Self-enhancement: ESM3 can self-improve using alignment methods similar to human feedback reinforcement learning (RLHF), providing feedback based on the quality of its own generation. Feedback from laboratory experiments or existing experimental data can also be used to align generated results with successful biological cases.
III. Experiment Simulating 50 Million Years of Evolution
A. Green Fluorescent Protein (GFP)
GFP and its fluorescent protein family are beautiful and important proteins in nature, which can be used to observe proteins inside cells. Its unique fluorescent chromophore mechanism allows it to absorb short-wavelength photons of one color and emit photons of a different color and longer wavelength. Scientists have discovered many GFP variants, and most functional GFP variations come from nature rather than protein engineering.

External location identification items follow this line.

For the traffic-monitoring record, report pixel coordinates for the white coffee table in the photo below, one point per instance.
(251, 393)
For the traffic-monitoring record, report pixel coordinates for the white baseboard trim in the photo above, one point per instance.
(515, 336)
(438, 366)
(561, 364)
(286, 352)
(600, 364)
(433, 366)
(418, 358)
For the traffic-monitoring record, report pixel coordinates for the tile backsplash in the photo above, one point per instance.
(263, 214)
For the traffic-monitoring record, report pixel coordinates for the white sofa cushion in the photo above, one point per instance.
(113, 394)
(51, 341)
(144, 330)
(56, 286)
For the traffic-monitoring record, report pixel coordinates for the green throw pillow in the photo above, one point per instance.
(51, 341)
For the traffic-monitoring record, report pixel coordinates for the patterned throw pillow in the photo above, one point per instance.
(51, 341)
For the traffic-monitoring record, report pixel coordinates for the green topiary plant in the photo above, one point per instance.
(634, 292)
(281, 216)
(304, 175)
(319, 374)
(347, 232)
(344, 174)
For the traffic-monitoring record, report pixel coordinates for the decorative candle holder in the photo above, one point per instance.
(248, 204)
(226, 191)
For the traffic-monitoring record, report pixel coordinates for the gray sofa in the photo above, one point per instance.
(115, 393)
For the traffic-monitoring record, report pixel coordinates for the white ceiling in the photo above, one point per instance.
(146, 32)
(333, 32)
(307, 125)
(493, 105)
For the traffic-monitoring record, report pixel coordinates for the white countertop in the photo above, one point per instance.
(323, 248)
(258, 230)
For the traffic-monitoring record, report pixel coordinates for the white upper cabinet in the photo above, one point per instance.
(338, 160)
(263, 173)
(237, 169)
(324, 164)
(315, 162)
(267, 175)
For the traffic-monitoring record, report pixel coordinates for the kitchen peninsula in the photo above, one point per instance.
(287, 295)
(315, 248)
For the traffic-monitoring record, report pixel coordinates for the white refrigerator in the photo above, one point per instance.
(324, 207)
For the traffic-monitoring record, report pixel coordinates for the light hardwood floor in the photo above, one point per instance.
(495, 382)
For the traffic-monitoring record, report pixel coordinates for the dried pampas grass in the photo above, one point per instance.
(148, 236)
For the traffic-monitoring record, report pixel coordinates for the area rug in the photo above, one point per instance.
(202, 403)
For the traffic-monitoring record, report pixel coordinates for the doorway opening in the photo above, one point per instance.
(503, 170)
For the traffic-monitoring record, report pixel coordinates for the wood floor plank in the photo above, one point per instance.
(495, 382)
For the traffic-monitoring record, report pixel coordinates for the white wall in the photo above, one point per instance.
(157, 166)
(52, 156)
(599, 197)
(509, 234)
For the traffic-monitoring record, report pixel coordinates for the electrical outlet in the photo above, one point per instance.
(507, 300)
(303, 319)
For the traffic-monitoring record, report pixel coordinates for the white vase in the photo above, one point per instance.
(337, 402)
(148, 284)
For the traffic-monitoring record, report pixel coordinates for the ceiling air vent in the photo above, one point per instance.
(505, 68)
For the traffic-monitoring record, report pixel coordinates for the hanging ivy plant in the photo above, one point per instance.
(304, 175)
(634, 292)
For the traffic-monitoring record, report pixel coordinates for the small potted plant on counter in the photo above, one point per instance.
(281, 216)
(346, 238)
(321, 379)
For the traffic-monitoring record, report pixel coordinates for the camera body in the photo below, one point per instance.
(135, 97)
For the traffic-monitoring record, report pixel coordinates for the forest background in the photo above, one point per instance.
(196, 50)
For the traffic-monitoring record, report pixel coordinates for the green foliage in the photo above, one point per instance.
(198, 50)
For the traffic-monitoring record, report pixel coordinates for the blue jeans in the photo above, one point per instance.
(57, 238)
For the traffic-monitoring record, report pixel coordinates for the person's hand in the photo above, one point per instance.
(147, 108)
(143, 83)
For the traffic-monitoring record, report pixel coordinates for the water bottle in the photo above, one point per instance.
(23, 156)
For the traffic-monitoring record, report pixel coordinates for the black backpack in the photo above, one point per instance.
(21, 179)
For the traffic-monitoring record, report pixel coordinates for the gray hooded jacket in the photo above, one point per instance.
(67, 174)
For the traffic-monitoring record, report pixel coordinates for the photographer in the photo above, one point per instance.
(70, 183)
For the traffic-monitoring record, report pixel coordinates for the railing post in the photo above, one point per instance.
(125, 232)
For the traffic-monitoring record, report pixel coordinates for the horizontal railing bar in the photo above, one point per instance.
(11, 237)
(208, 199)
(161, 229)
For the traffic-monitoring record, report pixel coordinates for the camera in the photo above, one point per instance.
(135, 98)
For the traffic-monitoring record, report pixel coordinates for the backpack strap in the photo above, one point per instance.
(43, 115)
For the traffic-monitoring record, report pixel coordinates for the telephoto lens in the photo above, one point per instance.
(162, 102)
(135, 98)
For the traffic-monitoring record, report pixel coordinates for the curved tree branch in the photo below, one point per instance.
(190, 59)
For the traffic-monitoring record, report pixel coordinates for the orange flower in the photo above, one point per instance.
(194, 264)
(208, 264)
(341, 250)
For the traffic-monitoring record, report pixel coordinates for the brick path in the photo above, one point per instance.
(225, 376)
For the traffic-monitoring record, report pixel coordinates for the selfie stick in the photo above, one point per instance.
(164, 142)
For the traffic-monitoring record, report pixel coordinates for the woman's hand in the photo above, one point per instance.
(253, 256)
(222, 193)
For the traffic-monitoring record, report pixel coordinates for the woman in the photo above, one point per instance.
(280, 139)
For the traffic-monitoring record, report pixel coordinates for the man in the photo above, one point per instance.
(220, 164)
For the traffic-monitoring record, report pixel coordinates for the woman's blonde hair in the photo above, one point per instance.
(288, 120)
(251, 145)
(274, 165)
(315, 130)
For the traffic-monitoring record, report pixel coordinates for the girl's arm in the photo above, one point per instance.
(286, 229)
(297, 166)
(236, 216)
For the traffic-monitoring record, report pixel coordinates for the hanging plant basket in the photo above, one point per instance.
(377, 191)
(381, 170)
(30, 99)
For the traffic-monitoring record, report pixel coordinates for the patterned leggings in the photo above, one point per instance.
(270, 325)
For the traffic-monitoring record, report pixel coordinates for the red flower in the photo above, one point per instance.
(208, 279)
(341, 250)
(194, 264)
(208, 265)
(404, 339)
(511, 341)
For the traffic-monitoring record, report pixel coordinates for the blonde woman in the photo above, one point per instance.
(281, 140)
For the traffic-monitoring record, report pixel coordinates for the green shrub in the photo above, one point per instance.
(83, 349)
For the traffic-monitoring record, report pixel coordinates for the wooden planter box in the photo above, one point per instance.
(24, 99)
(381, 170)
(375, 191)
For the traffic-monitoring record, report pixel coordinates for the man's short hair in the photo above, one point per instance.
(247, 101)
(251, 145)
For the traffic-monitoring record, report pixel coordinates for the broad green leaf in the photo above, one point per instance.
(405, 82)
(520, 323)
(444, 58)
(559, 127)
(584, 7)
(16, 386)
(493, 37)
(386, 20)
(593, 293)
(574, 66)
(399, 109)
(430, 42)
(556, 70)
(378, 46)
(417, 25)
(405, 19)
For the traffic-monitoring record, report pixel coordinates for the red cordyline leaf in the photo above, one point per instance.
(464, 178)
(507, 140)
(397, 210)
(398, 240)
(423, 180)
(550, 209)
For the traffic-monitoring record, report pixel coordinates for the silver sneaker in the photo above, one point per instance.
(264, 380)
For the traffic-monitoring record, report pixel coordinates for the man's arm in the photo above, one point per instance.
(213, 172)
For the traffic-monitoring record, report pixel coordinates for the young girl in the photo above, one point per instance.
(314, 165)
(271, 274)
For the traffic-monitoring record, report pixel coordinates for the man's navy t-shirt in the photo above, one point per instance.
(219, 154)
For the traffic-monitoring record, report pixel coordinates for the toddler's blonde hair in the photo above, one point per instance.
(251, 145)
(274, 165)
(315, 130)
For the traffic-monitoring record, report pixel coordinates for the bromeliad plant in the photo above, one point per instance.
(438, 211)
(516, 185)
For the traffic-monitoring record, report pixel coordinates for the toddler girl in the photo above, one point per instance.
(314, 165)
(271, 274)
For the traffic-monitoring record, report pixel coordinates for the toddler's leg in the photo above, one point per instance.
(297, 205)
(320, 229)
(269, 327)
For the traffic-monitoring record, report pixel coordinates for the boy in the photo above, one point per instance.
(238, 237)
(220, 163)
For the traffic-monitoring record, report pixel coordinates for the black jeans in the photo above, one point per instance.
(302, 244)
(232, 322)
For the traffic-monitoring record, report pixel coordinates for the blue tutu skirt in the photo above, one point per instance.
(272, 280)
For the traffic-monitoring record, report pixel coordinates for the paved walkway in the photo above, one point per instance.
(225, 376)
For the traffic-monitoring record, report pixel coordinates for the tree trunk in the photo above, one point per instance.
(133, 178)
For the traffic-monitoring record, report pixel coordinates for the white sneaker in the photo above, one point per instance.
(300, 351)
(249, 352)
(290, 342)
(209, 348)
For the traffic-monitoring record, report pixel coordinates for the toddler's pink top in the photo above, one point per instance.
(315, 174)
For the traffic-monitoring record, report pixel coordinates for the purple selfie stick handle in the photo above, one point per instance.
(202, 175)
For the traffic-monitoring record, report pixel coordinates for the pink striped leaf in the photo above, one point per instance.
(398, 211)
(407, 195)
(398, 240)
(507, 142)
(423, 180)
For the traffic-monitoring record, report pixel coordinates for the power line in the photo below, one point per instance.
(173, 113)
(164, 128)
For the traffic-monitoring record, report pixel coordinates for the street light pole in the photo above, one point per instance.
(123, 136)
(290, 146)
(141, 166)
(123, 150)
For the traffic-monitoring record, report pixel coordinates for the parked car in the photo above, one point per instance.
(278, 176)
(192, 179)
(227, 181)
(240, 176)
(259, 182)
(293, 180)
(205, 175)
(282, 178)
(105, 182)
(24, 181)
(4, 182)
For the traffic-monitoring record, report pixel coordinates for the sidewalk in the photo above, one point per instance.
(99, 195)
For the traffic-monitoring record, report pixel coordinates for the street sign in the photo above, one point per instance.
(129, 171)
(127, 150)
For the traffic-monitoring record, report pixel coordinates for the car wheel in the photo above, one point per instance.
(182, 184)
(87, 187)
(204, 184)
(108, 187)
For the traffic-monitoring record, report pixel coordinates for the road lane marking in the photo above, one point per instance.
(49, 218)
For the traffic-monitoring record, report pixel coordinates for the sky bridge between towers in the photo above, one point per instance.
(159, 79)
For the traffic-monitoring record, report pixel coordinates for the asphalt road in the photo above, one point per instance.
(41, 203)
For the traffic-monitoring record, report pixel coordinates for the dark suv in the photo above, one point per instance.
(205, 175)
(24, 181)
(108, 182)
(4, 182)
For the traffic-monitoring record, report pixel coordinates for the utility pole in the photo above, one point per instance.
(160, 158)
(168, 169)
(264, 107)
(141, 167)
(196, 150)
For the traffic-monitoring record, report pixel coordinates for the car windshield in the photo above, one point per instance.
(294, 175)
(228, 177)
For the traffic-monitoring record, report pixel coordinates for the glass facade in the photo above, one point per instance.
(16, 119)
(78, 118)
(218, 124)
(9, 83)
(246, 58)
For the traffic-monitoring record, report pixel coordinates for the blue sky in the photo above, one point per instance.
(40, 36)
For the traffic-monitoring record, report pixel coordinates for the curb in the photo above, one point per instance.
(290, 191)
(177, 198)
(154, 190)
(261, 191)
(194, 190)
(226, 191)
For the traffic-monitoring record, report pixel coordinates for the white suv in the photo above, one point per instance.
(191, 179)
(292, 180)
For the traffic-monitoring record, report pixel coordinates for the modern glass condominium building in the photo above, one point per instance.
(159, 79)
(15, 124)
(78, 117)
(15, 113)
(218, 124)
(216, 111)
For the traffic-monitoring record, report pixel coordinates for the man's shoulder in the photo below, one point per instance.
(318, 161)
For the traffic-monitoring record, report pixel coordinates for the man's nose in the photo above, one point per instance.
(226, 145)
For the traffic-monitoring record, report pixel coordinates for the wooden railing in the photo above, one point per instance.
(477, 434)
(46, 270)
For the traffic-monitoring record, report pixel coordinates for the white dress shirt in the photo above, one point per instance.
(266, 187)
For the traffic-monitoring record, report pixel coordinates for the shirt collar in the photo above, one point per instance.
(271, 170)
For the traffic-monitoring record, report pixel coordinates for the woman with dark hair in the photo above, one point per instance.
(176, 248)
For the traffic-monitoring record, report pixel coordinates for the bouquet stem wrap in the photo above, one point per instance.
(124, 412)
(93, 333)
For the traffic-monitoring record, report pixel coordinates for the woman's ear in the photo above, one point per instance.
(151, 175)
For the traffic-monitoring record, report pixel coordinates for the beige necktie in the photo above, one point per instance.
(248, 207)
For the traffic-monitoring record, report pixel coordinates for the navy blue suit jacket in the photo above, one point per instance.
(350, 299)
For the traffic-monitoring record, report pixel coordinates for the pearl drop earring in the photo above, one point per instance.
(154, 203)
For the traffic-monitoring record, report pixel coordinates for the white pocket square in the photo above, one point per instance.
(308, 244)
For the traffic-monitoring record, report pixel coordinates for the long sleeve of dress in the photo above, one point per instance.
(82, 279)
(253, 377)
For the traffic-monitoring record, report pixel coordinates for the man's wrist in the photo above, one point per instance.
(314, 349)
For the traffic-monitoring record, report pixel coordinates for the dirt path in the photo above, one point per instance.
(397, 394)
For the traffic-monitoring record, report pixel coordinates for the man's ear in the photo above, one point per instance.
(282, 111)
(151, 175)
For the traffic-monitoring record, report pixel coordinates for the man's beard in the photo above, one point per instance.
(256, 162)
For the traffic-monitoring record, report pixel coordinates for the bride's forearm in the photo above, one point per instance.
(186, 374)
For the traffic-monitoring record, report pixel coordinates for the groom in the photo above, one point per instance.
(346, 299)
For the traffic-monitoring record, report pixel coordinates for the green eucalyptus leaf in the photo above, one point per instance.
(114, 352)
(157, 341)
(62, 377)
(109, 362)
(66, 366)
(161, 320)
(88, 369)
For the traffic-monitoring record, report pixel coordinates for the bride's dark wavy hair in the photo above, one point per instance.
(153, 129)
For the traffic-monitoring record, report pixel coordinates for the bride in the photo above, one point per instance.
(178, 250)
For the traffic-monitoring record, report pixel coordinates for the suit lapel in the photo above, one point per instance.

B. ESM3's Simulation Experiment
Generating new GFP: Based on the structure of some core residues of natural GFP, ESM3 generates new GFP candidates through chain of thought reasoning. In the first experiment, 96 generated proteins were tested, and some proteins with fluorescent functions were found, one of which is very different from any protein in nature. Continuing from the sequence of this protein (B8), another 96 proteins were generated and tested, discovering several proteins with brightness similar to natural GFP, including esmGFP. esmGFP has 96 mutation differences from the closest fluorescent protein in nature (58% sequence similarity in 229 amino acids).
Evolution simulation: Although protein language models are not subject to evolutionary constraints like nature, to complete the training task of predicting the next masked token, ESM3 must learn the way evolution occurs in protein space, thus it can be considered an evolution simulator. Analysis of esmGFP estimates that it is equivalent to more than 50 million years of natural evolution in the evolution simulator.
IV. Responsible Development
A. Development Framework
EvolutionaryScale is a public benefit corporation that has established a responsible development framework, including core principles such as communicating the benefits and risks of research, strictly assessing model risks before public deployment, adopting risk mitigation strategies and preventive measures, and collaborating with stakeholders.
B. Open Model
The ESM project has been committed to open science, releasing code and models. This time, the weights and code of the ESM3 1.4B open model will be released to accelerate research and empower the scientific community.
V. Future Development Directions
A. Assisting Scientists in Exploration
ESM3 is a tool for scientists, and its API and open models allow scientists to explore the frontiers of protein design and synthetic biology, inventing new solutions for some of the world's most important problems. Priority will be given to beta access to the API based on the potential to expand the scientific knowledge frontier and create new tools that benefit the world.
B. Application in Drug Design
A specialized version of ESM3 is being developed to unlock applications at the forefront of drug design, helping scientists create new drugs. ESM3 is just the first step on the roadmap of programmable biology, with the future being more modal models that learn biological data from molecules to cells, contributing to human understanding and programming of biology, and building a better world.